むしろ往年の不良少年といった面持ち。「ひきこもりの若者は
出てこられないんだから、それならこっちから行くっきゃない」と、
「訪問支援」の理論も単純明快です。
 受講生の自己紹介の後、最初の講義はこのセンターの支援員
小林勇氏による「YSCの訪問支援」。それによると訪問が本人に
知らされていないことも多く、まず対象者と会うまでが一苦労との
こと。「どこかへ無理に連れて行かれる」と誤解して部屋に閉じこもったり、
訪問員が来ること自体がストレスになって家族に当たったりすることも
あり、そのために家族が怪我をしたり、精神疾患を発症したりする事態
になったこともあるといいます。
 次に行われた同センター支援員石井正宏氏による「生活保護受給家庭
訪問支援」になると、もっとすざまじい。レジュメには様々な事例が列挙されて
いるのですが、そのあちこちに踊るDVの文字。「不労」の連鎖。親の非協力。
障害や精神疾患も多い。その悪状況に巻き込まれている子どもを一人でも
多く立ち直らせるのが支援員の使命。されどタッグを組む頼みのケースワーカー
は、公務員になってたまたま福祉事務所に配属されただけだから、その多くが
お役所仕事的な意識しかない。長くても4年の勤務。

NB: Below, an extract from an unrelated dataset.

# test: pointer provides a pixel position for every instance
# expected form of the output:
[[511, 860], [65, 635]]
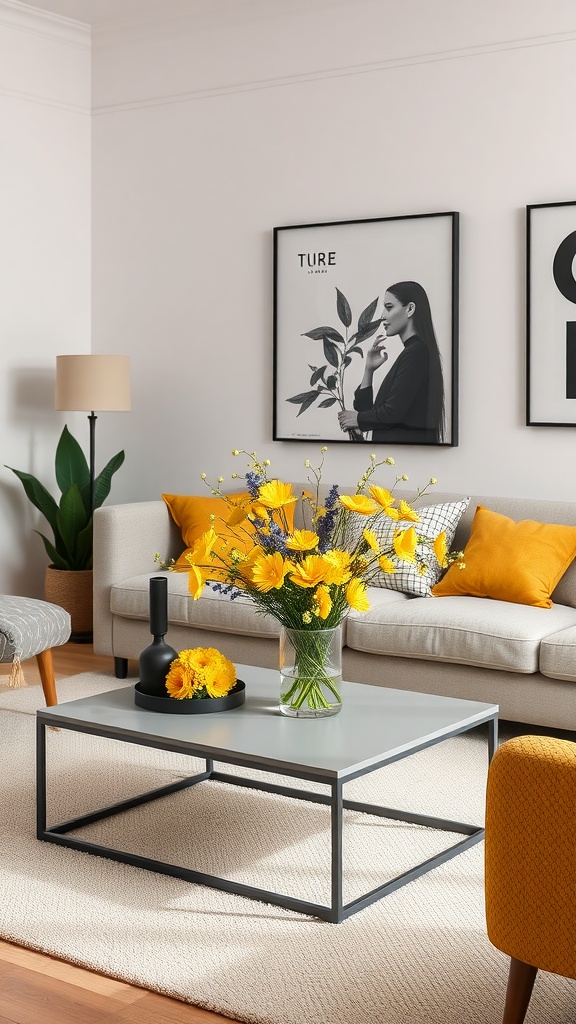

役所ではこれを陰で
「4年の懲役」と呼んでいるそうな。
 極めつけは最後に講義を担当した佐賀のNPO法人「ステューデント・
サポート・フェイス」の代表理事谷口仁史氏により発表された支援事例の
数々。氏のNPOが支援している対象者は殆どが10代の思春期にあたる
若者たち。表面に出てきているひきこもりの理由の陰に、周囲の大人の
信じがたい無理解や酷い虐待まで、様々な根深い要因があることが多く、
彼らの心を開かせることがとても難しいものばかりです。谷口氏は入念に
周辺からの情報収集をして、その子の好きなことを関係構築の突破口に
していると言います。ゲームを習得して一緒にやったり、夜釣りに夜明けまで
つき合ったり、マニアックなバンドの音楽を事前に聞いて話したり、といった
具合。1976年生まれの32才。「若いからもつのよね~」と言いたくなるほど
のハードな仕事ぶりです。
 一日の受講を終えて、ため息をつくしかないような内容の連続でしたが、
「環境介入」を標榜する我がNPOとの理念の共通点はかなりあるように
感じました。私もカウンセラーながら、生活保護の申請や病院に同行したり、
一緒に飲食をしたり、随分はみ出したことをやっています。だから彼らの
言葉の端々に「カウンセラーなんぞ現場では何の役にも立たない」という
ニュアンスがあることにも納得できます。青島刑事の言う如く、まさに
「事件は現場で起きている」のですから。
 それでも私には、どこかに、微かに感じる違和感がありました。それは
講義をなさった支援員の方々の途方もない情熱と使命感に対して感じる
ものだと思います。「訪問支援」という方法は当人の依頼がない場合が多く、
それも全く枠のない状況下で行われるのですから、双方にとってのリスクは
相当なものです。そこをカバーする熱意は誰でもが持てるものではありま
せん。
 それに「熱意」とか「使命感」というのは、真っ直ぐに目標に向かうという
イメージがあります。余りの明快さや屈折のなさは清清しい反面、複雑で
陰影のあるものを排除してしまうという性質があります。そこに拘泥する
ことは、有効な「行動」を妨げてしまうからです。私にはどうしても明快な
目標の元に真っ直ぐに進んでいくということができない部分があります。
「ケースワーカーの鑑」とも言うべき講師陣に対し、「あの情熱の陰に何が
隠れているのだろう」と疑問を持ってしまうのも、その性癖のなせる業です。
現実的なケースワークの有効性を十分に認めながら、そして片足はいつも
そちらにはみ出しながら、軸足が決して動かないのはそのせいなのだと
改めて分かりました。
 それでもとにかくまだ始まったばかりの研修で、これから2泊3日の
体験合宿、訪問支援実習、そしてまとめの講義と、とびとびにでは
ありますが、12月までスケジュールは続きます。それらを全てやり終えた
時点で自分が何を感じるか、再度検証してみるつもりです。